Saturday, 17 September 2016

A bias for green eyes


Jenny Hill, talking to a pro-mass migration politician

Your ears did not deceive you. Jenny ‘Welcome to Germany!’ Hill was back on From Our Own Correspondent this morning, eulogising over a wonderful, hardworking, green-eyed refugee. 

(She's clearly got a think about green-eyed refugees. Her wonderful, kindly refugee last time round had "striking green eyes".)

This new report from Hamburg - ostensibly about German politics - focused on the migration issue. 

30,000 asylum seekers have arrived in the city in the past year, Jenny noted before singling out just one of them:
Take Abdul. A young man, a welder by trade from Syria. When I met him he was hard at work, blue sparks flying across the work bench and reflecting in the visor over his face. He lifted it and revealed startlingly green eyes and a big grin. 
Abdul's new boss, "a great, kindly bear of a man", is full of admiration for him. Abdul was just what he needed. Young Germans can't do these jobs. Plus, he motivates the other employees too through his hard work. 

And that's exactly the kind of thing Mrs Merkel wants to happen, said Jenny - namely a well-integrated, skilled migrant population to help with Germany's ageing population and to boost business. 

"But, of course, that's easier said than done", she added, before moving onto Melanie Leonhard, the Hamburg official responsible for integration. 

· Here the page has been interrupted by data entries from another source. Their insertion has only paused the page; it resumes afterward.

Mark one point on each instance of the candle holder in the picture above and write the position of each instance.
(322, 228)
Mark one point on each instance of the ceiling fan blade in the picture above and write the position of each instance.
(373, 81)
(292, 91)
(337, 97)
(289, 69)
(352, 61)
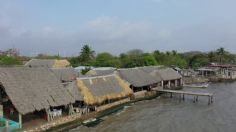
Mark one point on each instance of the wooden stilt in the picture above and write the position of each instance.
(20, 120)
(209, 100)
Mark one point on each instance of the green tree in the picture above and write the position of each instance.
(9, 60)
(221, 53)
(149, 60)
(87, 56)
(107, 60)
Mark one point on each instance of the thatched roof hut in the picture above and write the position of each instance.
(100, 71)
(49, 63)
(137, 77)
(168, 74)
(96, 90)
(65, 74)
(33, 89)
(68, 78)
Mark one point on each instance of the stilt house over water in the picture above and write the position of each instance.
(101, 92)
(31, 93)
(49, 63)
(67, 77)
(171, 78)
(138, 79)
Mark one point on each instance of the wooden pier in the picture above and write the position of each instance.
(183, 93)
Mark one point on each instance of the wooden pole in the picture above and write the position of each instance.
(20, 120)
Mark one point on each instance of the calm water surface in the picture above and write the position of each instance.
(172, 115)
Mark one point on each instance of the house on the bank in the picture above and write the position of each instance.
(219, 71)
(32, 94)
(49, 63)
(139, 81)
(101, 92)
(100, 71)
(171, 79)
(68, 79)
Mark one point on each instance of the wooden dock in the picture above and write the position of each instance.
(183, 93)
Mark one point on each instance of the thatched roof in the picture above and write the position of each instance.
(65, 74)
(31, 89)
(98, 89)
(168, 74)
(149, 69)
(49, 63)
(137, 77)
(73, 90)
(68, 77)
(98, 72)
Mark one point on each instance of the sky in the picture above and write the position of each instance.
(116, 26)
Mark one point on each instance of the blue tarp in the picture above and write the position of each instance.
(12, 125)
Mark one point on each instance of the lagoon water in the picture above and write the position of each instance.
(164, 114)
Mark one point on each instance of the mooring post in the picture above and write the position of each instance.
(20, 120)
(209, 100)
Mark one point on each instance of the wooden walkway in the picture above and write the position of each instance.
(183, 93)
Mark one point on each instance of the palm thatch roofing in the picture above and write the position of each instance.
(98, 72)
(168, 74)
(73, 90)
(49, 63)
(68, 77)
(137, 77)
(149, 69)
(65, 74)
(96, 90)
(33, 89)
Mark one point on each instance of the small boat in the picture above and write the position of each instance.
(197, 85)
(91, 122)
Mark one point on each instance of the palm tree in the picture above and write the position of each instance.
(86, 54)
(221, 53)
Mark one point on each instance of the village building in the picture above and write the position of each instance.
(171, 79)
(139, 81)
(100, 71)
(218, 72)
(48, 63)
(68, 79)
(103, 92)
(32, 95)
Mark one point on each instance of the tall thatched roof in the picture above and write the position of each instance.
(65, 74)
(137, 77)
(31, 89)
(168, 74)
(73, 90)
(99, 72)
(68, 77)
(49, 63)
(98, 89)
(149, 69)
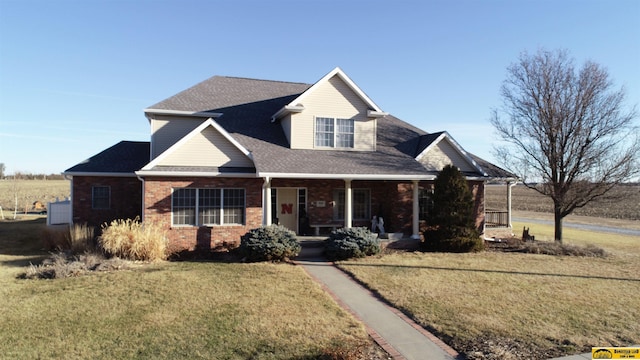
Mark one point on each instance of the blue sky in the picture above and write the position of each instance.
(75, 76)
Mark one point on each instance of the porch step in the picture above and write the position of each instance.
(311, 248)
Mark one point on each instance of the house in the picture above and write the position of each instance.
(231, 154)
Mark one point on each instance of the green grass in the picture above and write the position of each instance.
(30, 191)
(166, 310)
(504, 303)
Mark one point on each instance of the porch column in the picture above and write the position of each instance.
(416, 210)
(266, 201)
(509, 186)
(348, 199)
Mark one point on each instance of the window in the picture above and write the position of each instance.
(425, 202)
(101, 197)
(360, 205)
(184, 206)
(338, 133)
(212, 206)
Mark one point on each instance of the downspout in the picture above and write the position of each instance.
(266, 203)
(70, 178)
(510, 185)
(143, 197)
(416, 210)
(348, 200)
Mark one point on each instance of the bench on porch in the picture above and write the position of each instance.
(317, 227)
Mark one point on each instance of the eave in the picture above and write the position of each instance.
(205, 114)
(160, 173)
(286, 110)
(101, 174)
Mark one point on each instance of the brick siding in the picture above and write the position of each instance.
(125, 202)
(158, 209)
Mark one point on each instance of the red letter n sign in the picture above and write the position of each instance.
(287, 208)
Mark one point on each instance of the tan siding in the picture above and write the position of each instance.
(209, 148)
(333, 99)
(286, 127)
(166, 131)
(444, 154)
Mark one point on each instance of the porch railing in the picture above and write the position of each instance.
(496, 218)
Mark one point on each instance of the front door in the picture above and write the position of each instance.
(287, 208)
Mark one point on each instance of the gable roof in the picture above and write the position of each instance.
(297, 104)
(156, 167)
(243, 110)
(121, 159)
(221, 92)
(429, 142)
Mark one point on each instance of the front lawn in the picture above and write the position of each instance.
(166, 310)
(511, 305)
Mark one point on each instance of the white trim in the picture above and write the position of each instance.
(103, 174)
(286, 110)
(208, 114)
(456, 146)
(376, 114)
(317, 176)
(189, 136)
(297, 102)
(194, 174)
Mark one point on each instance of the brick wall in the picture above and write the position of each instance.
(158, 209)
(126, 199)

Dr Leonhard "looks tired", said Jenny, but is determined to turn the influx into "a new chance for our society and a success".

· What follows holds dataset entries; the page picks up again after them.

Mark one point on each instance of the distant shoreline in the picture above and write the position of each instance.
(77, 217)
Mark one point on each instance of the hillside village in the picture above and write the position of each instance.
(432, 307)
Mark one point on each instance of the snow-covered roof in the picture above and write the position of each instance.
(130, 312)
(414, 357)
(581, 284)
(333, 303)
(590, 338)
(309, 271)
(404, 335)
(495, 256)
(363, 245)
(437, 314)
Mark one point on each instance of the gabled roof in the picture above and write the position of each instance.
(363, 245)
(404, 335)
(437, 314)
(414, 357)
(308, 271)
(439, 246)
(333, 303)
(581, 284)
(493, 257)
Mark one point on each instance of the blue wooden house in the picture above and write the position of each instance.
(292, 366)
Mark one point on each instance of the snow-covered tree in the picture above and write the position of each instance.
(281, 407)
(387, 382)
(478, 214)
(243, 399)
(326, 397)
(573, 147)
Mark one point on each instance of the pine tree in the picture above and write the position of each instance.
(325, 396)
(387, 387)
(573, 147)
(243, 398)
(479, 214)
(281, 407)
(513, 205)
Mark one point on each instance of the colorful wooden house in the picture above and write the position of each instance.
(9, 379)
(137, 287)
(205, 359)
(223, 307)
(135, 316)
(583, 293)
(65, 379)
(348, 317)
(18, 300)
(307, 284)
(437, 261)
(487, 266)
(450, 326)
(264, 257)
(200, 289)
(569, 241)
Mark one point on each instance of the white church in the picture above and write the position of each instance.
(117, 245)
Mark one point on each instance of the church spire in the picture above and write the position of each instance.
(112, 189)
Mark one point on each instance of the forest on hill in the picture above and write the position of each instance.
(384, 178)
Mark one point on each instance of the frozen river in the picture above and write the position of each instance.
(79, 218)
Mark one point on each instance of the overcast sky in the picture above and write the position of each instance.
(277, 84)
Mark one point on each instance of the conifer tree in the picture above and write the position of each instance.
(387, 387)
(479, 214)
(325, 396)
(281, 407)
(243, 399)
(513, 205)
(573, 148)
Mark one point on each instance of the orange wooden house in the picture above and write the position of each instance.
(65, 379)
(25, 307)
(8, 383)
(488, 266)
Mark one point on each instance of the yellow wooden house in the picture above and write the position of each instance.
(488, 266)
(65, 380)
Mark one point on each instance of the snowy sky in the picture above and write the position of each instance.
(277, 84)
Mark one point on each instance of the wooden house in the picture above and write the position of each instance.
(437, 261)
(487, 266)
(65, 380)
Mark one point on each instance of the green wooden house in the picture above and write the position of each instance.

Melanie Leonhard, thankfully looking less tired

Along with other German officials Jenny has spoken to, she thinks it can be done, especially as migrant numbers have fallen dramatically since the closure of the Balkan route and migrant organisations now feel in a position to cope.

So all's starting to go well for Mrs Merkel's open-door policy, it seems. But...oh those pesky voters!

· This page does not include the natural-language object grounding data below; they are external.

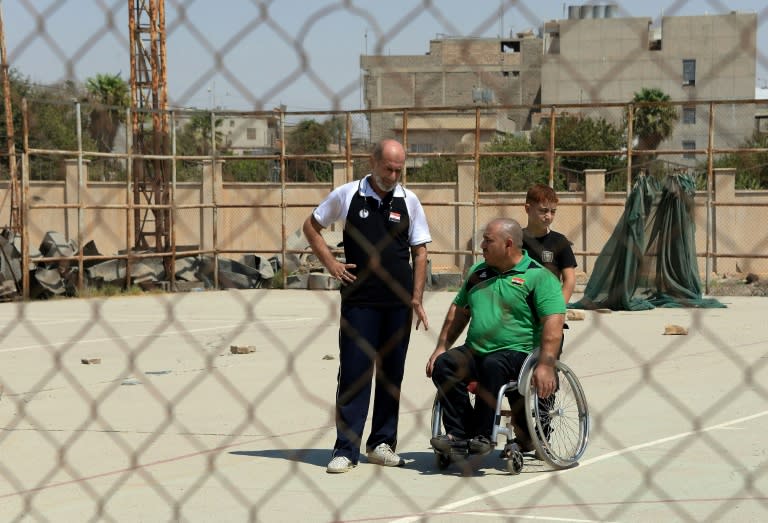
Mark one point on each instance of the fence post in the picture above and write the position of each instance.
(211, 187)
(594, 194)
(465, 233)
(724, 222)
(72, 195)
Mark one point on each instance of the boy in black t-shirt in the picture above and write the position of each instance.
(550, 248)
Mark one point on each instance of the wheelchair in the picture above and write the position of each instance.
(558, 426)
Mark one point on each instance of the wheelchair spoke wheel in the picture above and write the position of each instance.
(559, 424)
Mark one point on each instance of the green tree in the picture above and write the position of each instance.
(194, 138)
(111, 96)
(653, 121)
(307, 138)
(337, 130)
(250, 170)
(573, 133)
(52, 122)
(751, 167)
(511, 173)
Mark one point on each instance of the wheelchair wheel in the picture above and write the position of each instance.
(558, 425)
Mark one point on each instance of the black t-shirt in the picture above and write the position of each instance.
(376, 240)
(553, 251)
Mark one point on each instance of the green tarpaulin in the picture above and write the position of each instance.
(650, 259)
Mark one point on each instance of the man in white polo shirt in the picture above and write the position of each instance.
(385, 229)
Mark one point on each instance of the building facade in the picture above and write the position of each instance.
(591, 57)
(690, 58)
(465, 72)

"German voters are running out of patience", she continued, and increasing turning to what Jenny called "the anti-Islam party Alternative für Deutschland":
I recently listened to one of AfD's founders speak at a hustings.  [She didn't think to either personalise him or even give his name].  
"Islam", he declared, "is a religion of blood which has no place in Germany."  
"The new arrivals are culturally behind us", he added. "They can't - or don't - want to integrate".
Of course, FOOC listeners will have heard Jenny's earlier story about grinning, hard-working, much-liked, Abdul earlier who, according to Jenny's own account, very much does want to integrate and already has integrated. They could well have heard the unnamed, rhetorical AfD founder's statements through that prism. Abdul was there to contradict him in advance.

Jenny then ended by reflecting on public trust in Mrs Merkel. Do voters believe her any longer?

To which can be added another question: Do Radio 4 listeners believe the likes of Jenny Hill any longer, with her very-carefully-chosen lovable green-eyed migrants and her ways of humanising - or not humanising - the figures in her stories to taste (as they say on squash bottles)?